Certified Registered Nurse Anesthesiologists provide much-needed care
January 22, 2024
Celebrating National CRNA Week, January 21-27, 2024
National CRNA Week, January 21-27, recognizes the important role of Certified Registered Nurse Anesthetists — advanced practice nurses certified to administer anesthesia in the U.S. The highly ranked Doctor of Nursing Practice Program at Rutgers School of Nursing includes New Jersey’s only CRNA education program and produces outstanding graduates like Jedd Dillman, (DNP, CRNA, APRN), who completed the program in 2020.
Dillman is a staff CRNA with North American Partners in Anesthesia. He travels to deliver professional care at NAPA sites across the New York metro region as part of their SWAT team. He is a member of the board of directors of the New Jersey Association of Nurse Anesthetists and serves in the U.S. Air Force Reserves as a captain and flight nurse instructor. He’s stationed at Joint Base McGuire, New Jersey with the 514 Aeromedical Evacuation Squadron.
In November 2022, Dillon received the Distinguished Flying Cross with combat device, one of the military’s highest awards, given for exceptionally meritorious achievement and heroism while participating in aerial flight under combat conditions. He was among 18 airmen from Air Mobility Command recognized for their actions in Operation Allies Refuge, which successfully evacuated a record 823 civilians aboard a single C-17 Globemaster flight from Afghanistan. The flight was part of the largest non-combatant evacuation operation airlift in U.S. history.
CRNAs account for approximately half of the anesthesia providers in the U.S., and they are the main providers of anesthesia in rural U.S. Historically, they have been providing anesthesia care to patients since the American Civil War; the CRNA credential was established in 1956.

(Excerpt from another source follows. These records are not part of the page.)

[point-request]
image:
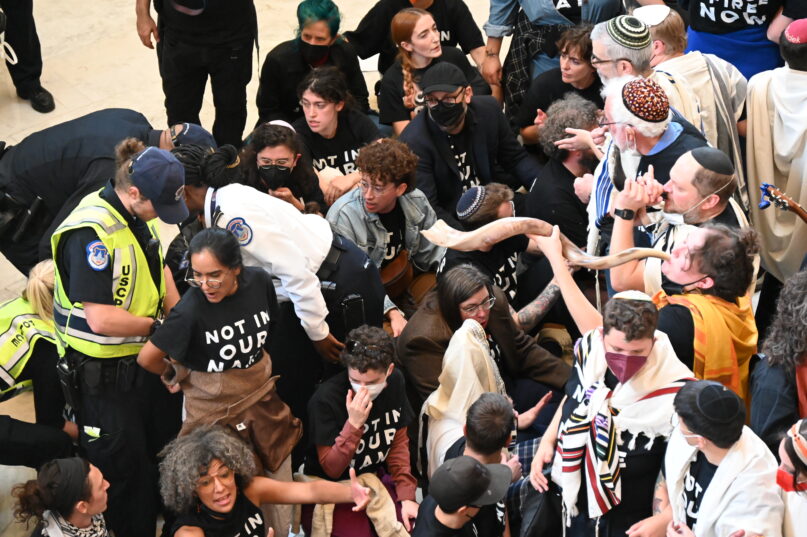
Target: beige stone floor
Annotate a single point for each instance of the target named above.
(93, 59)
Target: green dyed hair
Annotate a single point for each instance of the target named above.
(318, 10)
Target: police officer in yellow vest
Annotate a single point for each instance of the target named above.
(28, 359)
(110, 291)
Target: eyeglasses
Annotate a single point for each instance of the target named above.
(473, 308)
(318, 105)
(207, 482)
(595, 61)
(377, 189)
(449, 100)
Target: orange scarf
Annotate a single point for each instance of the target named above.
(716, 323)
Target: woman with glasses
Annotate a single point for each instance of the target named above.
(464, 292)
(316, 44)
(415, 34)
(215, 336)
(333, 130)
(209, 479)
(358, 421)
(273, 162)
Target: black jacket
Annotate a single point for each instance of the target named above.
(284, 69)
(494, 147)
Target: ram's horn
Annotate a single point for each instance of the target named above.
(486, 236)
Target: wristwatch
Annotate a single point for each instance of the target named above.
(625, 214)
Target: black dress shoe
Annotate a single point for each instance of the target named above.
(41, 99)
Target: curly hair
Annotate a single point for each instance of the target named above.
(636, 318)
(727, 256)
(571, 112)
(188, 457)
(388, 161)
(786, 342)
(368, 347)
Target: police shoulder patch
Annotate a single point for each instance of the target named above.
(97, 255)
(239, 227)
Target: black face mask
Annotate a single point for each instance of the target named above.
(314, 54)
(274, 176)
(447, 116)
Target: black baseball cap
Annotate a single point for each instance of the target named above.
(466, 481)
(161, 179)
(443, 76)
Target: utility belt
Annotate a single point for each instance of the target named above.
(331, 262)
(19, 218)
(81, 375)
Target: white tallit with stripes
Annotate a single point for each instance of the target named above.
(589, 439)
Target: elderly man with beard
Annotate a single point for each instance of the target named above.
(462, 142)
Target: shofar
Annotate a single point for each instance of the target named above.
(486, 236)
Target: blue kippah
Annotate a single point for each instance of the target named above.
(470, 202)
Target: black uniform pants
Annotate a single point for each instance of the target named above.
(30, 444)
(184, 69)
(21, 35)
(294, 358)
(126, 416)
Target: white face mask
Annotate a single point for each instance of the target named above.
(373, 389)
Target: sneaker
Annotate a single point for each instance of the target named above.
(41, 100)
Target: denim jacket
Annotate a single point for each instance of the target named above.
(503, 13)
(349, 217)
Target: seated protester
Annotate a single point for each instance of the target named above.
(708, 316)
(622, 387)
(68, 497)
(482, 205)
(333, 130)
(463, 141)
(469, 373)
(272, 162)
(227, 380)
(454, 21)
(317, 44)
(644, 132)
(28, 358)
(384, 217)
(700, 189)
(720, 477)
(464, 292)
(358, 420)
(301, 253)
(415, 34)
(719, 85)
(779, 378)
(792, 478)
(461, 493)
(575, 75)
(209, 480)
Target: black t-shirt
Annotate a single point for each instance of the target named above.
(85, 265)
(642, 466)
(354, 130)
(228, 335)
(489, 521)
(395, 224)
(221, 22)
(390, 101)
(553, 200)
(464, 158)
(427, 524)
(549, 87)
(245, 520)
(724, 16)
(499, 264)
(452, 17)
(327, 415)
(696, 481)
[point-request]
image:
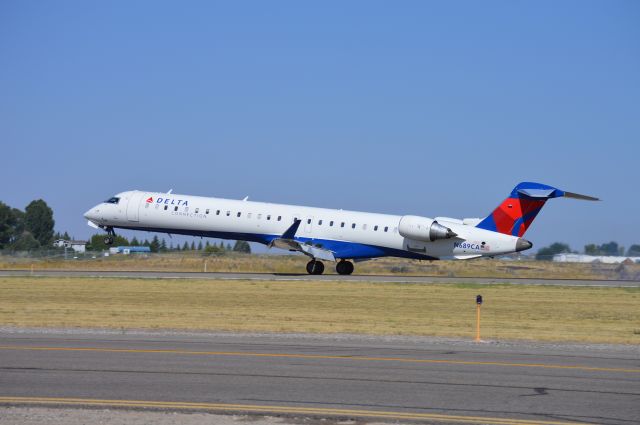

“Today, nearly 61,000 CRNAs deliver anesthesia to millions of patients, in traditional hospital surgical suites and obstetrical delivery rooms, critical access hospitals, ambulatory surgical centers, pain management facilities, and in our nation’s military service,” said Dru Riddle (PhD, DNP, CRNA, FAAN), president of the American Association of Nurse Anesthesiology.
According to AANA, CRNAs administer 50 million anesthetics to patients each year and in some states, they are the sole anesthesia professionals in nearly 100 percent of rural hospitals. CRNAs work in every setting in which anesthesia is delivered including hospitals, ambulatory surgical centers, and physician offices. Further, nurse anesthesia predominates in Veterans Hospitals and the U.S. Armed Forces.